Las fuerzas ocultas tras los elementos de la
naturaleza y de los sentidos del hombre, su interacción
habitual y la forma en que se obtienen cambios que afectan los estados perceptivos, todo ello está en este arcaico tratado fundado en la tradición escatológica del Tantra hindú. Rama Prasad, el erudito autor, abunda sobre las influencias siderales y horarias en la manifestación de las distintas modalidades de la vida, en particular en conexión con el epítome de la experiencia de la
Naturaleza, el ser humano, aportando sugestivas insinuaciones sobre las estrategias y medios a emplear para alcanzar resultados de todo orden: material, personal, contemplativo. La Sra. Blavatsky, contemporánea del autor, advirtió sobre los riesgos que apareja el intentar llevar a la práctica las pautas y sugestiones del libro, particularmente la pérdida de la salud física y mental.

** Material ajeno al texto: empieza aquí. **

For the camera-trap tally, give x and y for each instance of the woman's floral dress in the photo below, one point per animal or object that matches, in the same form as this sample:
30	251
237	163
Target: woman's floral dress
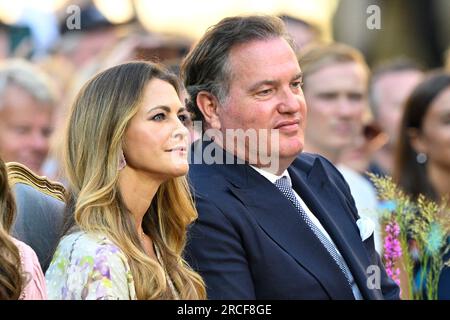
89	266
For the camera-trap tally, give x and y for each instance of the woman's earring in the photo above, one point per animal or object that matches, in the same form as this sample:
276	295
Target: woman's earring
122	161
421	158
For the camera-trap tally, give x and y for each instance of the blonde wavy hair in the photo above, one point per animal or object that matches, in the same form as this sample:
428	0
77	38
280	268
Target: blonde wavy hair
12	280
97	124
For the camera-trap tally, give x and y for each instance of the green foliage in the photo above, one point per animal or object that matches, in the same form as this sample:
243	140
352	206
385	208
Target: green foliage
424	221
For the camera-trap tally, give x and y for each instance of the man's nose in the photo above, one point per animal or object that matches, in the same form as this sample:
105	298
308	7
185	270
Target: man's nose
291	101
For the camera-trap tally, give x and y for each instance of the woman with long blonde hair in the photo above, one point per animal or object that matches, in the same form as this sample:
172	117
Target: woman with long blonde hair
128	203
21	275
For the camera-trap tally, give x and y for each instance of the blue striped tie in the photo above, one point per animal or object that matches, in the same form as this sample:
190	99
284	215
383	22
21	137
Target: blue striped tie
286	189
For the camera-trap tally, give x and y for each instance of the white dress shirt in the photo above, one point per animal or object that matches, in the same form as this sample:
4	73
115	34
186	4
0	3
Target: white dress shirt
273	178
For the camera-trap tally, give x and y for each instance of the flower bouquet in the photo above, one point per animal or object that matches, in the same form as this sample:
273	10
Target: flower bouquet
416	237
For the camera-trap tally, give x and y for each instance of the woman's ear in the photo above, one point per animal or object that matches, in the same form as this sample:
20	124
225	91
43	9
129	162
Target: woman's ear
208	106
417	140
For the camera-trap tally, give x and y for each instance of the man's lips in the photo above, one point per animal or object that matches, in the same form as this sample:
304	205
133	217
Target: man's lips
288	125
179	148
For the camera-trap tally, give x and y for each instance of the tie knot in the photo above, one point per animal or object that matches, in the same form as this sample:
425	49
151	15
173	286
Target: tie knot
283	183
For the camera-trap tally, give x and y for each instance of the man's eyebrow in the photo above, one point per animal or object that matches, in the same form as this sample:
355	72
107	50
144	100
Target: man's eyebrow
261	83
273	82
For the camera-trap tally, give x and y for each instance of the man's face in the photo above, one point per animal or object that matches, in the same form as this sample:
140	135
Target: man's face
265	93
391	91
336	96
25	128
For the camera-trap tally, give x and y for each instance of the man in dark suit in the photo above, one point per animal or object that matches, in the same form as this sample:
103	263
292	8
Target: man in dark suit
273	223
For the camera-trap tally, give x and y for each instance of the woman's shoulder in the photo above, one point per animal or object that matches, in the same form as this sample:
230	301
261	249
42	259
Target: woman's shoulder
87	243
89	266
35	288
86	247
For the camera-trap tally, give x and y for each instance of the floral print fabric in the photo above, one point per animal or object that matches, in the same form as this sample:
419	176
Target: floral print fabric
89	267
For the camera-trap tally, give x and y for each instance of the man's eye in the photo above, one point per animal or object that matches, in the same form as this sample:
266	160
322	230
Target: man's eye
264	92
21	130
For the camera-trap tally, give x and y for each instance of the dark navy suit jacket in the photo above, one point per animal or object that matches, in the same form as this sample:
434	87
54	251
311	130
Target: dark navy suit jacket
250	243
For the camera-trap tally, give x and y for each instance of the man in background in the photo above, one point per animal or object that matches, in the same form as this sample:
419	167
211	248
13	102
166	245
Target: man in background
26	110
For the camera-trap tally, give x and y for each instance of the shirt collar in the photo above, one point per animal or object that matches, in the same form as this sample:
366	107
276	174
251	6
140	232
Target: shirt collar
273	177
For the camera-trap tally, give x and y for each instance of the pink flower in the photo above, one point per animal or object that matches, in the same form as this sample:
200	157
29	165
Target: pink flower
392	250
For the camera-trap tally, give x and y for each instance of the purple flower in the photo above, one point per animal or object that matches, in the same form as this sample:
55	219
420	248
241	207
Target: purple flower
392	250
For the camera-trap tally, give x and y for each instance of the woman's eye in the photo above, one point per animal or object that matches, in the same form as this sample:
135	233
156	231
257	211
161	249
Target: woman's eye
159	117
183	118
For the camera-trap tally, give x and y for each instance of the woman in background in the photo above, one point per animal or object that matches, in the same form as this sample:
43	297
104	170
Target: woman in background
423	154
128	203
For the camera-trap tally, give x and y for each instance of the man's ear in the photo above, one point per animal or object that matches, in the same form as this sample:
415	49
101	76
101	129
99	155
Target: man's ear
209	105
417	141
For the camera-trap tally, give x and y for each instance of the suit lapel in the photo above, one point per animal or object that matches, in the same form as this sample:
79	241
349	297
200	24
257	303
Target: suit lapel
317	192
281	221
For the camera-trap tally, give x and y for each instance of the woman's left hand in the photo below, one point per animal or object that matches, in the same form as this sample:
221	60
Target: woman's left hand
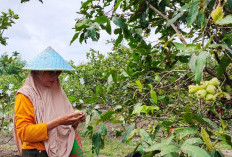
82	119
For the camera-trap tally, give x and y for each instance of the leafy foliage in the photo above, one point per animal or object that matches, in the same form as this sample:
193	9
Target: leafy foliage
6	21
194	44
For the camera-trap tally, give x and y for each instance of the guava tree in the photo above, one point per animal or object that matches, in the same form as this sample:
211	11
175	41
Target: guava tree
173	44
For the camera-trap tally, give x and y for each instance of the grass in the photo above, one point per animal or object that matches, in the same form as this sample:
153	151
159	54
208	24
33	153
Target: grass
113	148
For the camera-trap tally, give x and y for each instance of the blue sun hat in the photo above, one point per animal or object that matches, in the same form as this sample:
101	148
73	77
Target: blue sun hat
48	60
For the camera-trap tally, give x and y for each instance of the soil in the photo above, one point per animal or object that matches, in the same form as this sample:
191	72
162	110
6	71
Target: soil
8	147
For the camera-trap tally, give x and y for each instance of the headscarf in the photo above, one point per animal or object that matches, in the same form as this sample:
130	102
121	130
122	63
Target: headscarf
50	103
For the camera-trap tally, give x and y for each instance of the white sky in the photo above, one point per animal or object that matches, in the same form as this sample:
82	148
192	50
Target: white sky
48	24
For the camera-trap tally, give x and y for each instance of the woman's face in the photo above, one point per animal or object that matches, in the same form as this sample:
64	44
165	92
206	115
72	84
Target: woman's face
49	78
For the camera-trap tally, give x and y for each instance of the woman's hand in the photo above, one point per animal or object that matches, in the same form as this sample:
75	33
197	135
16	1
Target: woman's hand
81	120
68	119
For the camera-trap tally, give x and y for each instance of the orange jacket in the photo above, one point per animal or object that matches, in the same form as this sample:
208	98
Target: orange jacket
31	134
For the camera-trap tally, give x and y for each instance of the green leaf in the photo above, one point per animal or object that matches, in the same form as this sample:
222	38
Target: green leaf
193	11
153	96
117	4
223	124
86	3
188	118
210	124
192	141
190	130
161	145
103	130
175	18
179	46
225	21
206	139
217	14
230	3
108	28
118	21
137	109
145	136
118	40
221	45
182	10
82	24
105	116
200	65
96	141
169	149
208	43
128	132
194	151
102	19
74	38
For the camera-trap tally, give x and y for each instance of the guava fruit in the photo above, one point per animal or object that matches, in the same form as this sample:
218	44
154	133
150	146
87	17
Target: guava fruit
214	81
210	98
78	111
201	93
192	89
201	86
211	89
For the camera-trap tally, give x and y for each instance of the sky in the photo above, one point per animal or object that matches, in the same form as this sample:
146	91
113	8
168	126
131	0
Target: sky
48	24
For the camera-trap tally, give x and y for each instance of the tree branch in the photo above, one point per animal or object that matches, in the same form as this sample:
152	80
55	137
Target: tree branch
166	18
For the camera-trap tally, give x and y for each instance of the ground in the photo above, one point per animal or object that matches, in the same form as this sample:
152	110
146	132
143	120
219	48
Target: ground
9	149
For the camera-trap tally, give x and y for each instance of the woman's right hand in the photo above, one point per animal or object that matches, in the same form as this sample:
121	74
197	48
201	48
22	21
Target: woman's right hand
67	119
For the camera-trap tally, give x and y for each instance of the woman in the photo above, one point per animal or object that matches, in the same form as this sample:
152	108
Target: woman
45	121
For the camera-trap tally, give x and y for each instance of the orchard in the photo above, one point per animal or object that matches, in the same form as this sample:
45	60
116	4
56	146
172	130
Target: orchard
166	86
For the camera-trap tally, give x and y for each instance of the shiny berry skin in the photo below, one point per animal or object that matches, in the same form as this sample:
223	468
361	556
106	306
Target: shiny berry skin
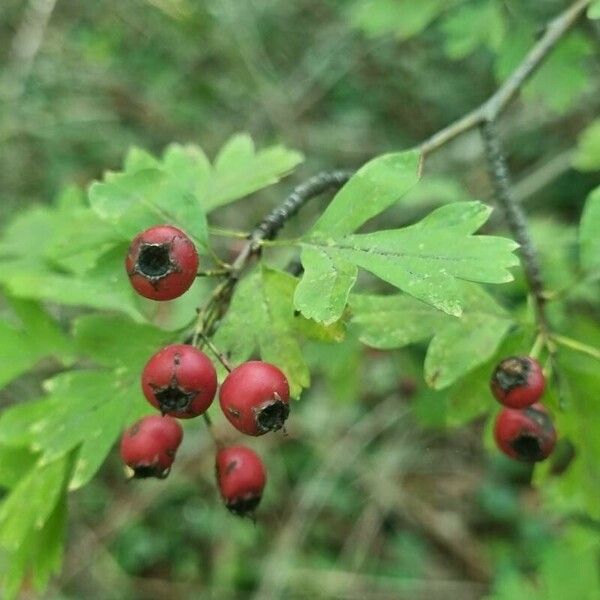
518	381
162	263
241	477
255	398
149	446
527	435
180	381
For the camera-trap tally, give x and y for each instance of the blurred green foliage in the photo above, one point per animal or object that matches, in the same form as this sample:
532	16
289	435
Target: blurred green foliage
383	488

Todos los trabajos sobre la propia energía y sus centros sutiles, sólo pueden ser realizados bajo la dilecta supervisión de un Siddha, un Yogui consumado que haya pasado por el proceso de afloramiento de las facultades psíquicas y que controle y regule las prácticas de su díscípulo. Más allá de esta advertencia, el libro aparece a la lectura del investigador occidental como un sumario de conceptos naturalistas de difícil captación, dada la ajenidad de la cultura y la tradición de la que proviene.